Mit der Revision rügt das FA
Verletzung materiellen Rechts. Das Urteil des FG verstoße
gegen § 17a Abs. 2 UStDV. Die Versicherung des Abnehmers, dass
ein Fahrzeug aus Deutschland in ein Land des übrigen
Gemeinschaftsgebietes verbracht werde und dort der
Umsatzbesteuerung unterliege, sei in ihrem Wahrheitsgehalt
unglaubwürdig, wenn die Abnehmerin im Unternehmensverzeichnis
gelöscht werde, weil es sich um eine Scheinfirma handele. Das
FG habe darüber hinaus zu Unrecht auf die genaue Angabe des
Bestimmungsortes verzichtet. Da es sich bei der Abnehmerin um eine
Scheinfirma gehandelt habe, könne gerade nicht davon
ausgegangen werden, dass eine schlüssige Darlegung, dass das
jeweilige Fahrzeug in das übrige Gemeinschaftsgebiet verbracht
worden sei, gewährleistet gewesen sei.
Das FA beantragt, die Vorentscheidung
aufzuheben und die Klage abzuweisen.
Der Kläger ist der Revision
entgegengetreten.
II. Die Revision des FA ist begründet.
Sie führt zur Aufhebung der Vorentscheidung und zur
Zurückverweisung der Sache an das FG (§ 126 Abs. 1 Nr. 2
der Finanzgerichtsordnung - FGO - ). Die Sache ist nicht
spruchreif, weil die vom FG festgestellten Tatsachen keine
abschließende Beurteilung ermöglichen, ob die
streitbefangenen Lieferungen als innergemeinschaftliche Lieferungen
von der Umsatzsteuer befreit sind.
1. Nach § 4 Nr. 1 Buchst. b, § 6a
Abs. 1 UStG liegt eine innergemeinschaftliche Lieferung u.a. dann
vor, wenn der Unternehmer oder der Abnehmer den Gegenstand der
Lieferung in das übrige Gemeinschaftsgebiet befördert
oder versendet hat, der Abnehmer ein Unternehmer ist, der den
Gegenstand der Lieferung für sein Unternehmen erworben hat und
der Erwerb des Gegenstandes der Lieferung beim Abnehmer in einem
anderen Mitgliedstaat den Vorschriften der Umsatzsteuer unterliegt
(§ 6a Abs. 1 Nr. 1, Nr. 2 Buchst. a, Nr. 3 UStG).

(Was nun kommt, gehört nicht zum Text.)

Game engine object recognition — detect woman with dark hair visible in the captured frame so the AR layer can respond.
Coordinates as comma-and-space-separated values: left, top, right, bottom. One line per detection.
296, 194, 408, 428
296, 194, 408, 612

Allerdings kommt die Steuerbefreiung für
innergemeinschaftliche Lieferungen (§ 4 Nr. 1 Buchst. b,
§ 6a UStG) gemäß § 25a Abs. 7 Nr. 3 UStG nicht
in Betracht für Lieferungen, die der Differenzbesteuerung
unterliegen; diese sind steuerpflichtig. Die Ausnahme entpricht
Art. 26a Teil B, Teil D Buchst. c i.V.m. Art. 28c Teil A Buchst. c
der Sechsten Richtlinie des Rates vom 17.5.1977 zur Harmonisierung
der Rechtsvorschriften der Mitgliedstaaten über die
Umsatzsteuern 77/388/EWG (Richtlinie 77/388/EWG).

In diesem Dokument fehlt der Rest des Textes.